Friday, 18 November 2011

Why Chapters Can Be Like Malteasers

A book has two potential actions attached to it: being read, and being written. Before we start writing we are readers (I hope - if you're trying to write a novel and you don't read, quick, quick, stop reading this blog and pick up the nearest novel in your genre).

So, our initial experience of books is as a reader, and as a reader we find chapters useful because they divide the text - which may well be over 100,000 words - into useful chunks. We need the text to be in useful chunks because it's rare one has the opportunity to read a book from cover to cover in one sitting. More usually we're reading until it's lights out time, or our bus stop approaches, or our name is called in the waiting room. Chunks make it easier to leave the text and start doing whatever it is we need to do next.

Chunks of text have other benefits for the reader. I heard on the radio recently a discussion about an author's books - I think it was Peter James, but I'm not sure - and one man was saying how much he enjoyed the books because the chapters were so short. It gave him a sense of achievement that he was reading so many chapters. The other man commented that when he knew the chapters were short he felt more like reading them, because he wouldn't get trapped. The first man agreed, but added that he often read more than he'd planned because of exactly that reason - because there was a let out clause, he would try the next chapter, get hooked, read on, try the next chapter, get hooked, read on etc.

Obviously to him, chapters were like Malteasers to me - only 16 calories each, so an allowable treat. Yeah, right - and whoever ate just ONE Malteaser? I can get through a whole packet in no time at all.

When we're writing we need to remember our experiences as readers. As writers we choose where to put our chapters with that in mind. One writer chooses lots of short chapters - they're probably only a scene long. My chapters are longer, perhaps containing several scenes, but I work hard at trying to create great chapter ends, ones that lure the reader into reading on.

I don't think it matters how you work your chapters. Just so long as you get the reader to eat the whole packet.

9 comments:

Writer Pat Newcombe said...

I dislike overly short chapters as it makes me feel like I am reading a cut down version of a story! They can also speed the reading experience too much...

Sarah Duncan said...

Pat, I'm not a fan of v short chapters either, and I realise it's exactly for the same reason. But horses for courses - some people like them, obviously.

womagwriter said...

I love this post and feel a whole lot better about my rather short chapters now! I have tried to ensure 1000 words is the minimum length. Some are up to 3000 words.
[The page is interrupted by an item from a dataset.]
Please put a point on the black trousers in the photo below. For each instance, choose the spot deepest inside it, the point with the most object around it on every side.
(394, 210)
Each chapter is the length I felt it needed to be when writing it, and since then, I've been madly counting words in books I'm reading to see if other writers have such short chapters! (Some do.)

Sarah Duncan said...

One of my favourite writers - Anne Tyler - often has chapters of over 10,000 words. That's too long for me, but I still love her work.
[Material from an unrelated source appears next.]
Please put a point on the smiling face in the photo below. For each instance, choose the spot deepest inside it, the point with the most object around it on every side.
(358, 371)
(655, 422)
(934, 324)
In my own writing I try for a chapter length of between 1000-6000, and they're usually in the 2000-4000 range. But that's me.

Your approach is spot on in reading similar books and seeing if there's a genre preference. And at the end of the day, it's your book and you decide! I reckon you can get away with anything, so long as the reader carries on reading.

Liz Fielding said...

I do like chapters to be varied in length and these days not too long - my personal "lights out" seems to come sooner rather than later. Long gone are the days when I'd read until 3 in the morning. The eyes just won't take it. :(

But love the Maltesers analogy.

Giles Diggle said...

I write Chapters for teenage readers 2,200-2500 words in length and finish each with a hook. I recently read "The Redbreast" by Jo Nesbo on my iPod Touch while travelling. Jo Nesbo's short chaptersare a real bonus when reading on a tiny screen.

penny simpson said...

It so depends on the quality of the writing. I am not a fan of short chapters although I love choppy prose. Dare I say that I think short chapters suit reading matter that is aimed at readers with short attention span and who may readers who want a bit of light entertainment they can pick up and put down. I, of course write Tolstoy (!).

Nadia Damon said...

Hi Sarah,
I've just completed a revision of my novel – and something that I noticed about my chapters was that I had worked in what I thought were some great cliffhangers, but then abseiled down a few of them by not concluding the chapter there and then. In turn, I found that really affected the overall pacing of the story.
I've addressed that by increasing the chapter count from 30 to 44 now, with a real mix of short and long chapters dictated by the events rather than my own preferences.
Personally, I don't really mind long or short chapters when I'm reading – but I do like my Malteasers, so if someone is going for a longer chapter, they really need to keep the tempo up to keep my attention.

Sarah Duncan said...

Really interesting feedback here, and it's interesting to think about age/technology/attention spans affecting how we read.

Nadia, I've done a few posts about chapter ends which you might find interesting.